🤖 AI Summary
Transformer-based large language models face a memory bottleneck in long-sequence inference due to linear growth of KV cache memory consumption in GPU VRAM; existing compression techniques (e.g., pruning, quantization) often incur irreversible information loss. Method: We propose a CPU-GPU heterogeneous KV cache management framework that offloads the full-precision KV cache to CPU memory while retaining only low-bit importance-weighted replicas in VRAM. We introduce a novel importance-prediction–guided speculative prefetching mechanism that dynamically identifies and preloads critical KV pairs prior to decoding, enabling pipelined prefetching and computation. Contribution/Results: The method requires no model retraining and incurs zero precision loss, achieving up to 10× KV cache compression. Experiments on LongBench and Needle-in-a-Haystack show up to 10× reduction in peak VRAM usage, with no degradation in generation quality and unchanged end-to-end latency.
📝 Abstract
Transformer-based large language models (LLMs) have already achieved remarkable results on long-text tasks, but the limited GPU memory (VRAM) resources struggle to accommodate the linearly growing demand for key-value (KV) cache as the sequence length increases, which has become a bottleneck for the application of LLMs on long sequences. Existing KV cache compression methods include eviction, merging, or quantization of the KV cache to reduce its size. However, compression results in irreversible information forgetting, potentially affecting the accuracy of subsequent decoding.
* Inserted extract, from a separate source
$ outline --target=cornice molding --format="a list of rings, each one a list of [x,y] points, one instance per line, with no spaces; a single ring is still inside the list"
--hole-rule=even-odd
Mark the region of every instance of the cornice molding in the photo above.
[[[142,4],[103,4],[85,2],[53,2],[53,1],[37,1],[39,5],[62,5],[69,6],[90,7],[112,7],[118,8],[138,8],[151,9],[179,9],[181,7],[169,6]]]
In this paper, we propose SpeCache, which takes full advantage of the large and easily expandable CPU memory to offload the complete KV cache, and dynamically fetches KV pairs back in each decoding step based on their importance measured by low-bit KV cache copy in VRAM. To avoid inference latency caused by CPU-GPU communication, SpeCache speculatively predicts the KV pairs that the next token might attend to, allowing us to prefetch them before the next decoding step which enables parallelization of prefetching and computation. Experiments on LongBench and Needle-in-a-Haystack benchmarks verify that SpeCache effectively reduces VRAM usage while avoiding information forgetting for long sequences without re-training, even with a 10x high KV cache compression ratio.